# What do you pay for Personal Protection training



## JasperLoki (Sep 25, 2005)

Per session, or however it is charged? 

And what age have you started formal training?

I assume OB is the first phase?


----------



## Riley's Mom (Jun 7, 2007)

I would imagine that this would work the same as any other professional trainer. It costs what the trainer charges. I don't think the fees are regulated in any way so the fees could be all over the place. Your best bet may be to inquire of a few protection trainers.


----------



## ladylaw203 (May 18, 2001)

> Originally Posted By: Jasper007Per session, or however it is charged?
> 
> And what age have you started formal training?
> 
> I assume OB is the first phase?


The first thing that any reputable trainer would do is check the temperament and nerve of your dog and make sure the dog is suitable for this type of training. As far as cost, that depends on the trainer and the region. I would do a lot of research and talk with folks who have had their dogs trained by the trainer you choose


----------



## DFrost (Oct 29, 2006)

Another option is check to see if there is a Schutzhund, one of the ring sports or PSA club in your area. There you are more or less joining a club with other members of the same mind. Training dogs and learning together under the guidance of a training director. Still take the same precautions and check a club out, talk to the members etc. It can be a fun and rewarding experience. Generally much cheaper than private lessons. 

DFrost


----------



## lcht2 (Jan 8, 2008)

i train with a guy who is a k9 Police Officer. he has over 16 years of experience and training under his bealt. he is also a PSA trainer so that is a plus.
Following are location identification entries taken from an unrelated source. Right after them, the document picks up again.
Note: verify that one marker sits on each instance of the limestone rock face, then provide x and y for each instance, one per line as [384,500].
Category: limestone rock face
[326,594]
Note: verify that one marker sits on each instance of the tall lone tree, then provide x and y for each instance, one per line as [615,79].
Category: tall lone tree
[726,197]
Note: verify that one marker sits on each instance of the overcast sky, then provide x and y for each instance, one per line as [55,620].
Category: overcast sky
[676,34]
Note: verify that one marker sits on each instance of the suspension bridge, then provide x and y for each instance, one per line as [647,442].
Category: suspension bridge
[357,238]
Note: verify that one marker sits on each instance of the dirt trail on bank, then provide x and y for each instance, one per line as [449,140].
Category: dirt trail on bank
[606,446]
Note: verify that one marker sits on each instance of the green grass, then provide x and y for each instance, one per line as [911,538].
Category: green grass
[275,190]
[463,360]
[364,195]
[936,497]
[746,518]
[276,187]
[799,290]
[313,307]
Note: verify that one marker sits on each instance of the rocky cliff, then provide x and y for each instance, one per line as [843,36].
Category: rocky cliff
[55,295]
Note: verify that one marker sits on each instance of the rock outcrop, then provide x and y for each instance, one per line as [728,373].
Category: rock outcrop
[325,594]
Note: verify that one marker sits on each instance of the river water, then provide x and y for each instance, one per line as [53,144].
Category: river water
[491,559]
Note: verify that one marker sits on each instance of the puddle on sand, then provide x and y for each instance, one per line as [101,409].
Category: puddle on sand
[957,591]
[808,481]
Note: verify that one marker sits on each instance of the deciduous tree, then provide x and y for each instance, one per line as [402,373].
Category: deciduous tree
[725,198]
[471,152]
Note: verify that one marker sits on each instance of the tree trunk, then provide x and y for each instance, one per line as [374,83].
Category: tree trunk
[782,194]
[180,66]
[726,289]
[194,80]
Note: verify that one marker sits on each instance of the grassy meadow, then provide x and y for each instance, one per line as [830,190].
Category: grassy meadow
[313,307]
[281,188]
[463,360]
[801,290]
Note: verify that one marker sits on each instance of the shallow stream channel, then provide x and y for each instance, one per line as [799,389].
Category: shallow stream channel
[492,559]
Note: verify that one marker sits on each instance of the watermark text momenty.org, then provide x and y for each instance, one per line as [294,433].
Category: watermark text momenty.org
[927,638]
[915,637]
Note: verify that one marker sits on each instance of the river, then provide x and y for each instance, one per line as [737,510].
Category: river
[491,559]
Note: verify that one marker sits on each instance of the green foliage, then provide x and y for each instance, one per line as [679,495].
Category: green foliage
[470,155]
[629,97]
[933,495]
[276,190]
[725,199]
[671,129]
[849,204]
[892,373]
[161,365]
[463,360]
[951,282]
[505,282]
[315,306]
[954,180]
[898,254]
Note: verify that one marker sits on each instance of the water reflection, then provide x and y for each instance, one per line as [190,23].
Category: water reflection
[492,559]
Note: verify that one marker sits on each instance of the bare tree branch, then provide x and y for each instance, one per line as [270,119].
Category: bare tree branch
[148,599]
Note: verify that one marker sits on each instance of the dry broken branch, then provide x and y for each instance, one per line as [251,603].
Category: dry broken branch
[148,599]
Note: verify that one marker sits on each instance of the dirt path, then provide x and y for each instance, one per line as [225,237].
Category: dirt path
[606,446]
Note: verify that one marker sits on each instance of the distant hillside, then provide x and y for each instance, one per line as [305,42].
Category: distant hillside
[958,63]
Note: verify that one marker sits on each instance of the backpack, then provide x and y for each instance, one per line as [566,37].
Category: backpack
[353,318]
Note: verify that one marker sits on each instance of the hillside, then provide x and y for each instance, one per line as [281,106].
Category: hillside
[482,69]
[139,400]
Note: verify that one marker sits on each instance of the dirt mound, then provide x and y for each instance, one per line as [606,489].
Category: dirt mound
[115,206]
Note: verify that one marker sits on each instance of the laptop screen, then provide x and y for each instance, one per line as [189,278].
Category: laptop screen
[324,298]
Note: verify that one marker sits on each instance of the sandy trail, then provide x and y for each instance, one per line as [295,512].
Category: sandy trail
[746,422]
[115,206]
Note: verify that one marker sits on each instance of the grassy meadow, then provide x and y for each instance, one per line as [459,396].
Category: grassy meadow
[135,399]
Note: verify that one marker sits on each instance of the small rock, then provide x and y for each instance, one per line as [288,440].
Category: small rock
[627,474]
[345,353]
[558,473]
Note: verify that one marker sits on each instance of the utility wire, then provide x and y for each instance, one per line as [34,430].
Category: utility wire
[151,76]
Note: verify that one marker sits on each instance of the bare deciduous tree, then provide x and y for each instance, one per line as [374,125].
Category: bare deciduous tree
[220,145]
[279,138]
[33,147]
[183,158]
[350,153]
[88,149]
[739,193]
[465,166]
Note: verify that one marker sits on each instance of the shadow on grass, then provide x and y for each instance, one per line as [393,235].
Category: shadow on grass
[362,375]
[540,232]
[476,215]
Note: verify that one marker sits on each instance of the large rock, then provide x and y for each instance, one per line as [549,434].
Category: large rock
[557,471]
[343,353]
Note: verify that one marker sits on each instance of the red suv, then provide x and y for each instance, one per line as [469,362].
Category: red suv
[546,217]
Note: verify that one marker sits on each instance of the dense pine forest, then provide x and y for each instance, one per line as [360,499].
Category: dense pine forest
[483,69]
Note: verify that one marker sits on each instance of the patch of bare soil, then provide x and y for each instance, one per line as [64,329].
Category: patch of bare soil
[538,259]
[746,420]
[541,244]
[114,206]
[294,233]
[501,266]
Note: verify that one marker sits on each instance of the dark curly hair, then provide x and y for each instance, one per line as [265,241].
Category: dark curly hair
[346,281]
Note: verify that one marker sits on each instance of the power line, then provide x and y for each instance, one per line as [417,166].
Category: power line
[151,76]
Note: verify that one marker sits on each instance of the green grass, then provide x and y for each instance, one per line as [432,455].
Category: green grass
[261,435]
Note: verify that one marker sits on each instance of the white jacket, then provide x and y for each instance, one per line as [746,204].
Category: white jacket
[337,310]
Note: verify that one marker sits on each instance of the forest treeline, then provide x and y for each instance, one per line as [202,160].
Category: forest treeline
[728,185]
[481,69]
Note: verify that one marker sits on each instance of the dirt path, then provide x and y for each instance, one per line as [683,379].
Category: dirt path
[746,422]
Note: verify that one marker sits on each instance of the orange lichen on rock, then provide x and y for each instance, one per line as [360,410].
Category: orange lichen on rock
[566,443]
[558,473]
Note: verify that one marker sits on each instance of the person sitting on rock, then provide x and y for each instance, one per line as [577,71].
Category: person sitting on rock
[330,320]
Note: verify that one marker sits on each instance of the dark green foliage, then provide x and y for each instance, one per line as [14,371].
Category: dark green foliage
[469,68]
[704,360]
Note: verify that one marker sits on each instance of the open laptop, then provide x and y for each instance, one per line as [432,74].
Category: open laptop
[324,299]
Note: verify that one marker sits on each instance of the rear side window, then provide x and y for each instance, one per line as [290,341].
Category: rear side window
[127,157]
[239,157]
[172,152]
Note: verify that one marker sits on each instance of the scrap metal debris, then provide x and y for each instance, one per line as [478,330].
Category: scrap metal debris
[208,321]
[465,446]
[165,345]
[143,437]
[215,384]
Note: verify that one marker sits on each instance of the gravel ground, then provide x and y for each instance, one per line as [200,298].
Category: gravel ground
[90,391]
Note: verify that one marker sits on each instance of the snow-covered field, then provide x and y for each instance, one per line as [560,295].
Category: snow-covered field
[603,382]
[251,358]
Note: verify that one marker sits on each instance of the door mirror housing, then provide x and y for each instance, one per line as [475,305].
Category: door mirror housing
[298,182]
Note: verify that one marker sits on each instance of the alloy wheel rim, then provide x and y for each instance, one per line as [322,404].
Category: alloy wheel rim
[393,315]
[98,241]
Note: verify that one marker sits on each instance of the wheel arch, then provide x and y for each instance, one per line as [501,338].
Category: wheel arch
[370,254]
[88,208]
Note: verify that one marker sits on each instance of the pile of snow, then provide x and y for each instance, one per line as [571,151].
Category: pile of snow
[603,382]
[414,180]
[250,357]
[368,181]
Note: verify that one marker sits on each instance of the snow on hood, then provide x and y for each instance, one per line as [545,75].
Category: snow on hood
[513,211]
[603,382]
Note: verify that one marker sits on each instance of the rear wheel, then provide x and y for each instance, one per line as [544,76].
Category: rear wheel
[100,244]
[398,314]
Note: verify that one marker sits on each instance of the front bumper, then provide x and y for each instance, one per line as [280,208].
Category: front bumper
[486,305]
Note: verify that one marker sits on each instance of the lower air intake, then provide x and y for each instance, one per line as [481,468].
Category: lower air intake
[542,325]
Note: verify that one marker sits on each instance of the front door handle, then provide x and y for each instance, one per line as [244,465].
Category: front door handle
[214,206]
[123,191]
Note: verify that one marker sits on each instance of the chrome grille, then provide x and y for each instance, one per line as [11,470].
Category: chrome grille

http://www.tcbalek9.com/ (the dutchie u see is his police dog)

per session, it all depends with my trainer and it depends on ur dog. i pay 10 a session, 2 sessions a week. to join the PSA club it is $300 or so a year. that all is excludeing gas and equipment that u need. which equipment really can get expensive. oh and yes OB is the first step.

something else to keep in mind is that u should first purchase the dog for this type of training, makeing sure the dog has the temperment, nerves, and drive for the work or you will be wasteing your time.

on top of all that, if u have the dog, $$, and time it sure is a BLAST!! i love it and can never wait for the next session.


----------



## DanL (Jun 30, 2005)

I don't pay anything right now. I train with a couple guys who do PSA. We have a loose knit club and I help out with obedience stuff so they work my dog for free. One guy is an experienced handler who has titled dogs at the national level. The other is an awesome decoy. The one will evaluate you and your dog as you train, while the decoy can concentrate on the dog.


----------